Anschließend Gymasium in La Rolle und Paris. 1924-1929 Besuch der Elitehochschule École normale supérieure
in Paris. 1929
Beginn der lebenslangen Beziehung zur Philosophin Simone de
Beauvoir (1908-1986), die wie Sartre aus bürgerlichem Milieu stammt.
Ihre Bindung symbolisiert in seiner Radikalität den Anspruch auf
bedingungslose Offenheit, rücksichtslose Aufrichtigkeit und den
Willen, dem Anderen vollständige Freiheit zu gewährleisten. 1929-1931
Militärdienst als Meteorologe in Tours. 1931-1936
Philosophielehrer in Le Havre. 1933
Studienaufenthalt in Berlin: Studium der Existenzphilosophie
Heideggers und der Phänomenologie Husserls. 1936-1939
Philosophielehrer in Laon und Paris. Er schreibt für
verschiedene Zeitschriften. 1938 Nach mehreren von der Öffentlichkeit unbeachteten
Publikationen (u.a.: 1937 Die
Transzendenz des Ego) wird Sartre durch den Roman Der Ekel mit einem Schlag berühmt. Der Roman schildert
eindrucksvoll die Endlichkeit, Zufälligkeit und Materialität des
Seins: Der Protagonist A. Roquentin, ein Außenseiter der
Gesellschaft, wie Sartre auch er ortlos, erfährt die Zufälligkeit
seiner Existenz. Als Bursche ohne kollektive Bedeutung, (...) ganz einfach nur als Individuum,
existiert er in einer
Gegenwart, in der das Lebendige ekelhaft sinnlos wuchert, und
allgegenwärtig ist: Die
Vielfalt der Dinge, ihre Individualität waren nur Schein, Firnis.

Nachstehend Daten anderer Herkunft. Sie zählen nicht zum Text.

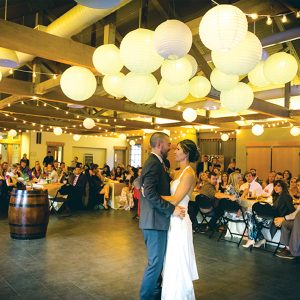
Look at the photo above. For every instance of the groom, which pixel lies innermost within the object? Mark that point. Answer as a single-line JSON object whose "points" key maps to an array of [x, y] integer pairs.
{"points": [[155, 214]]}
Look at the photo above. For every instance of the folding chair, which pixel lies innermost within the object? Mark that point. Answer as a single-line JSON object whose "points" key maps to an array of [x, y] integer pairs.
{"points": [[229, 215], [206, 210], [263, 210]]}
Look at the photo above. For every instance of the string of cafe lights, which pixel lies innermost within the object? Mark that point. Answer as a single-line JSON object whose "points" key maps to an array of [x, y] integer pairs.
{"points": [[270, 17]]}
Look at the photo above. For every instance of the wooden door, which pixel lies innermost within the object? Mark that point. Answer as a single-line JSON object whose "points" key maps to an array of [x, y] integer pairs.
{"points": [[259, 158], [286, 158]]}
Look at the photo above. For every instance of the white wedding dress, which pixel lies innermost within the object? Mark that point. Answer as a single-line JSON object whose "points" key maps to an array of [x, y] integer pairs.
{"points": [[180, 267]]}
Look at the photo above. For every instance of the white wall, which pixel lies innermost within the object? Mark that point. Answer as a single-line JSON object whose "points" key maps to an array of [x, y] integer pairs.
{"points": [[38, 152]]}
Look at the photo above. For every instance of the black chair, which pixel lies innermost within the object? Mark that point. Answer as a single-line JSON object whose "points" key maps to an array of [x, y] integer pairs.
{"points": [[231, 208], [263, 210], [206, 210]]}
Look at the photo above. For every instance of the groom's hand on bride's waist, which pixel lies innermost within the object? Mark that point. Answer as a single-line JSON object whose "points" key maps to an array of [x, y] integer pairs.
{"points": [[179, 211]]}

Dieser Firnis war geschmolzen, zurück blieben monströse und
wabbelige Massen, ungeordnet – nackt, von einer erschreckenden und
obszönen Nacktheit. (J.-P. Sartre, Der Ekel, Reinbeck 1982) 1939-1941
Kriegsdienst, Deutsche Kriegsgefangenschaft. 1941
Flucht. Nach Paris zurückgekehrt, gründet er die Widerstandsgruppe Sozialismus
und Freiheit, die bald darauf zerbricht. Die Erfahrungen des
Krieges haben Sartre zum Handeln gezwungen, er verläßt den geschützten
Raum der Wörter, des Unpolitischen, um von nun an am politischen
Weltgeschehen teilzunehmen und zu handeln. Wiederaufnahme
der Lehrtätigkeit in Paris. 1943
Sartre lernt Albert Camus kennen. Veröffentlichung
des Hauptwerks Das Sein und das
Nichts, in dem er seinen atheistischen Existentialismus begründet
und die totale Freiheit und Verantwortung des freien Menschen
analysiert: Die Existenz des Menschen ist reines Dasein, das Sein an
sich, dem jede Sinngebung, jede Bestimmung und Determination fehlt.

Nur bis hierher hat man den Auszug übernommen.